The Child did not react, but continued her steady, hypnotic breathing. Rhapsody felt a warmth, a drowsiness come over her. Slowly, without thinking, she lay down on the altar of Living Stone next to the Child and gently laid her hand on her heart, as the Grandmother had taught her.
The sensation beneath her palm was a strange one; there was no real heart beat, but rather a vibration, perhaps from the forges and mines, ringing now in purposeful constancy, perhaps from the fire of the Earth's heart below the flamewell, that sounded almost like breathing. As much as one might think she'd be cold to the touch or hard, the sense was much more secure; the Child was thriving in this warm place, on this slab of Living Stone. She in turn radiated warmth and history and the smell of farm earth as much as that of deep mountain stone; it was a rich, green smell, and it made Rhapsody, now asleep beside her, dream of her childhood.
For the first time in as long as she could remember old dreams came back to her, dreams of leaving the farming community of her childhood, of seeing the wonders of the world, of choosing her own way in that world. The youth, the innocence that had been hers then renewed itself in those dreams, eased the lines of worry from her brow, made her skin shine with the luminous excitement of a young girl on the threshold of life. With each moment that passed in sleep she was renewed. By the time Achmed found her, deep in slumber next to the Child, the cares of life had been all but erased from her face.
He stood over them both for a long time, musing in both melancholy and tender thought. He had known someone had come down to the Loritorium, had guessed who it had been, had watched her sleep in the unlit and still shadowy vault, and considered that in this place constructed to guard riches and had never held them, here were two great treasures of the world, two sleeping children.
As he watched he experienced a collision of memory and vision.

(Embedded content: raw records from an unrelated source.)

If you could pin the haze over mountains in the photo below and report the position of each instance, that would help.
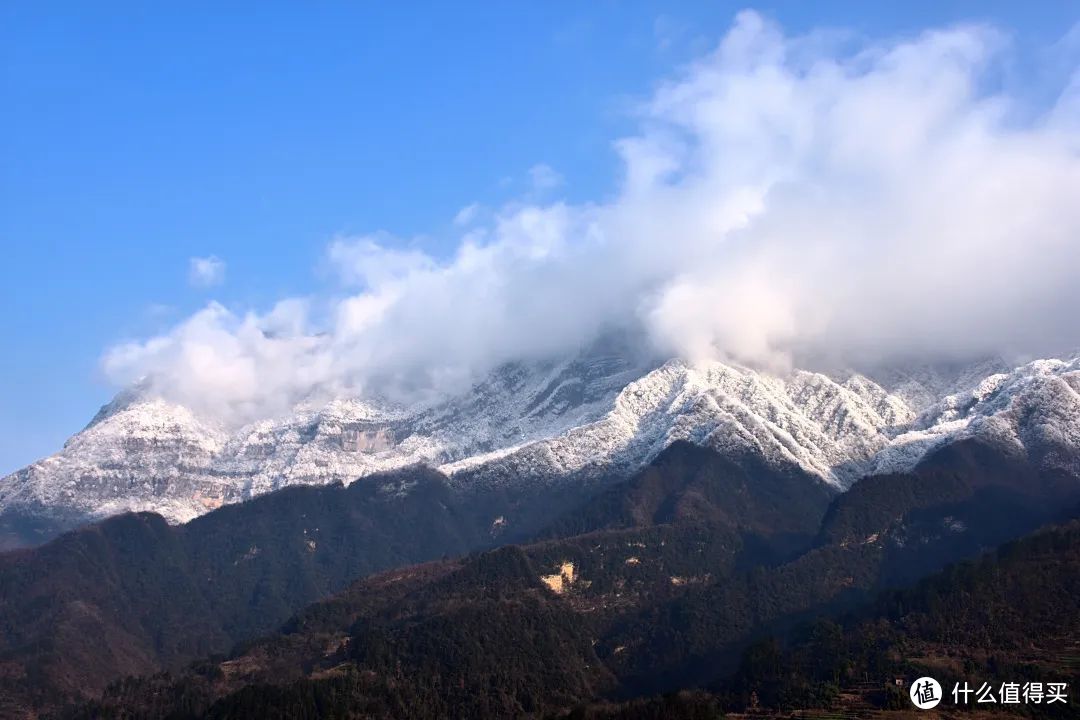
(597, 451)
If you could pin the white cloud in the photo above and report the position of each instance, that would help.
(543, 177)
(783, 198)
(205, 272)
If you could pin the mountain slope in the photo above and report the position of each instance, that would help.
(540, 628)
(583, 421)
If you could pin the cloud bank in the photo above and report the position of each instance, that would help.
(783, 198)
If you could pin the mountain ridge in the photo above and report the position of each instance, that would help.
(602, 413)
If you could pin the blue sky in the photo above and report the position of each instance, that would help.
(137, 136)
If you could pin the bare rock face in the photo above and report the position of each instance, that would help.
(593, 416)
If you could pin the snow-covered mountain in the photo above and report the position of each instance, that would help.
(596, 415)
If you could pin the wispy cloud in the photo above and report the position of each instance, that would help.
(543, 177)
(205, 272)
(783, 197)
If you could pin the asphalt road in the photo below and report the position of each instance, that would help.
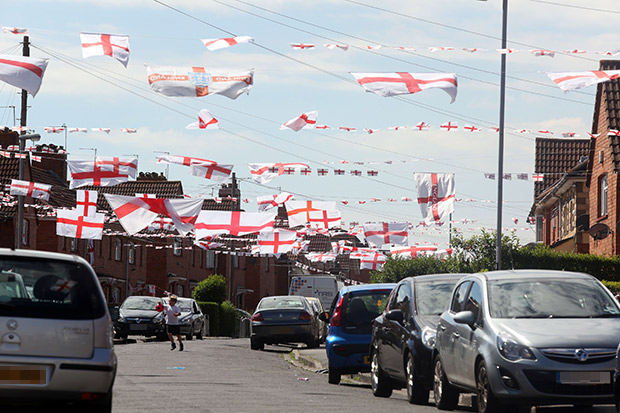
(224, 375)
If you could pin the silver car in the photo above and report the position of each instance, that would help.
(527, 337)
(55, 332)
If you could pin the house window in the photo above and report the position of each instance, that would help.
(602, 199)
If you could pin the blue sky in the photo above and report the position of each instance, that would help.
(100, 92)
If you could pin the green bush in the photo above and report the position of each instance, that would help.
(211, 289)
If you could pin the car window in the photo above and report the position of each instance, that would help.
(44, 288)
(458, 299)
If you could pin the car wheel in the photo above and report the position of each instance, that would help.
(256, 344)
(333, 375)
(486, 400)
(416, 394)
(446, 395)
(381, 386)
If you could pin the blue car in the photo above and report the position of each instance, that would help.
(350, 328)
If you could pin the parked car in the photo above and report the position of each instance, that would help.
(283, 319)
(56, 341)
(349, 332)
(518, 338)
(138, 316)
(192, 322)
(403, 337)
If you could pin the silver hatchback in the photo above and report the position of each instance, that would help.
(527, 337)
(55, 331)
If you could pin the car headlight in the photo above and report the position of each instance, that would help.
(512, 350)
(428, 337)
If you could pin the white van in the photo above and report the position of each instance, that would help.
(323, 287)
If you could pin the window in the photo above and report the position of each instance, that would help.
(602, 196)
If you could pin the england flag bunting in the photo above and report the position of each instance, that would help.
(86, 202)
(31, 189)
(23, 72)
(276, 241)
(212, 223)
(70, 223)
(193, 81)
(402, 83)
(216, 44)
(135, 213)
(386, 233)
(113, 45)
(436, 195)
(299, 211)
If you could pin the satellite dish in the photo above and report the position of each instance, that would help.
(599, 231)
(583, 222)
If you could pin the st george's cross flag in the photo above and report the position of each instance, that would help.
(205, 121)
(100, 44)
(386, 233)
(568, 81)
(304, 121)
(135, 213)
(216, 44)
(402, 83)
(31, 189)
(70, 223)
(212, 223)
(23, 72)
(193, 81)
(436, 195)
(276, 241)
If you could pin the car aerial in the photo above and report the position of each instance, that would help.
(283, 319)
(527, 337)
(57, 340)
(138, 316)
(350, 325)
(191, 321)
(403, 337)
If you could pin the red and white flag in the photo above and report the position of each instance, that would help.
(304, 121)
(135, 214)
(23, 72)
(216, 44)
(205, 121)
(214, 171)
(193, 81)
(401, 83)
(299, 211)
(436, 194)
(269, 201)
(212, 223)
(87, 173)
(99, 44)
(31, 189)
(386, 233)
(568, 81)
(86, 202)
(70, 223)
(276, 241)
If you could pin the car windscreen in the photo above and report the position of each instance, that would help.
(550, 298)
(47, 288)
(433, 297)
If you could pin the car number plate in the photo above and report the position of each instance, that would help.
(583, 377)
(23, 375)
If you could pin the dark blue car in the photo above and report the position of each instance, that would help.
(350, 328)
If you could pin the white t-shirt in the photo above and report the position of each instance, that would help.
(173, 320)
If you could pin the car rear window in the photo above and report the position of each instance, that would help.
(51, 289)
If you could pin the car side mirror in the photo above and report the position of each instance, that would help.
(395, 315)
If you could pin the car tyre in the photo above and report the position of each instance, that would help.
(446, 395)
(416, 394)
(333, 375)
(381, 386)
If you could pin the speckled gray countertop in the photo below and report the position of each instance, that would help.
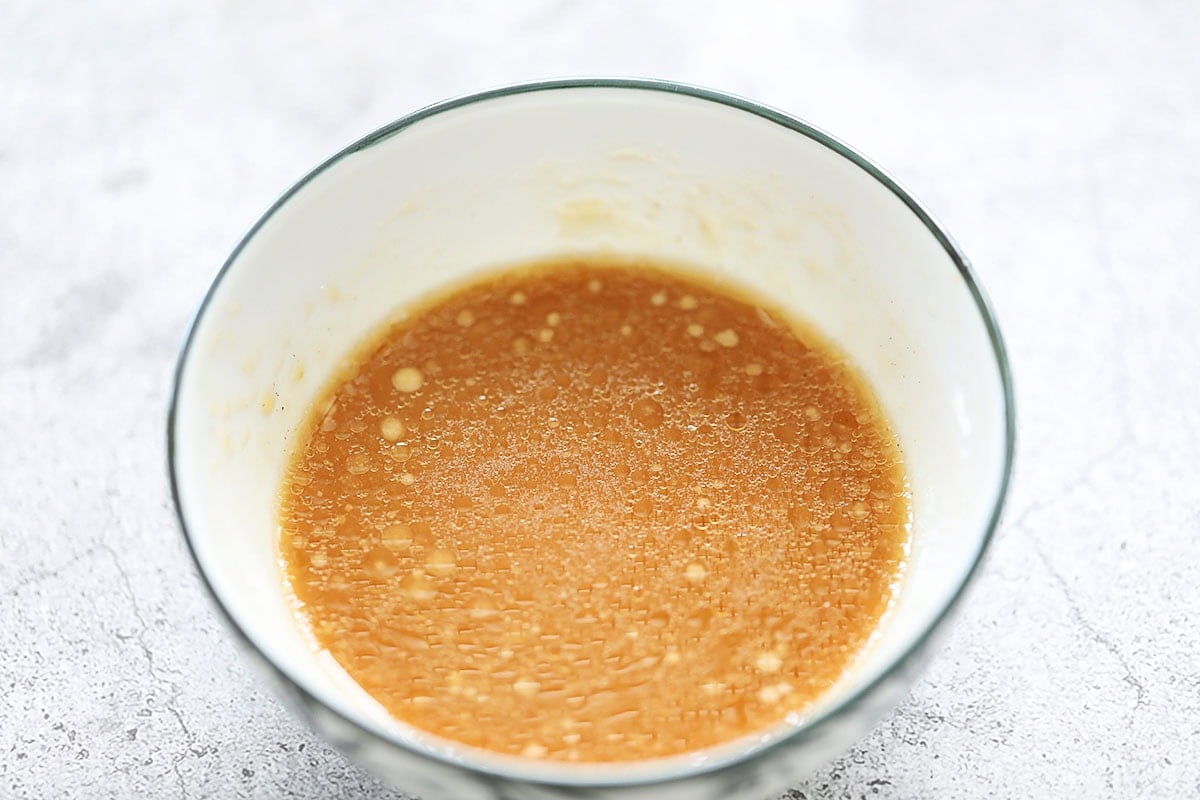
(1062, 148)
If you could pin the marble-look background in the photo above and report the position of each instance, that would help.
(1059, 142)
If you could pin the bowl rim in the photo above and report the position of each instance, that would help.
(802, 732)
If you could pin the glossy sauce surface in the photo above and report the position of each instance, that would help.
(595, 511)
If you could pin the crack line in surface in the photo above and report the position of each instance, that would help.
(173, 687)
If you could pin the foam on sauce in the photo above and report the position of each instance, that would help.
(595, 511)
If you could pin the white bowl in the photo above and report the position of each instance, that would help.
(742, 192)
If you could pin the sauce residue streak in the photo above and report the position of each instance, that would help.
(595, 511)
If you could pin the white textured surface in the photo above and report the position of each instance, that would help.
(1060, 148)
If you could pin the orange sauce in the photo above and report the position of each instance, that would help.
(595, 511)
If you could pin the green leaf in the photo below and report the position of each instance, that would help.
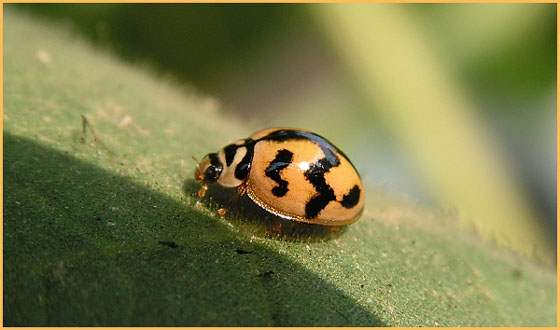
(110, 232)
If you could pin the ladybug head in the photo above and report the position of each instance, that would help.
(209, 169)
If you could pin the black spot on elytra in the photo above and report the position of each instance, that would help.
(282, 135)
(316, 175)
(281, 161)
(242, 169)
(351, 199)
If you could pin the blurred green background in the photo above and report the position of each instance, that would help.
(452, 105)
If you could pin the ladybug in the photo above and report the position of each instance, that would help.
(292, 173)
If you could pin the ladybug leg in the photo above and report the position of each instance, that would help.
(202, 191)
(241, 190)
(276, 226)
(333, 229)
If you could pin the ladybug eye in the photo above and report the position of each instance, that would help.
(212, 173)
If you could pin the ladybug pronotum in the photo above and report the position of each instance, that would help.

The memory that throbbed in his mind was of her lying, near death, after their encounter with the Rakshas, where she slept, bloodless and clinging tenaciously but fragilely to life in the shadow of the friend she had slain. The vision was of the inevitable future, where, long-lived Cymrian or not, she would lie, no longer sleeping, but passed from this life as all must pass; stone, a shadow of herself. He had a rush of terror like the fireball that had consumed what had remained of the Colony, a fear that this was the only way he would ever have her to himself, in death. And he knew, even if all the world had to be sacrificed, he would do that to save her.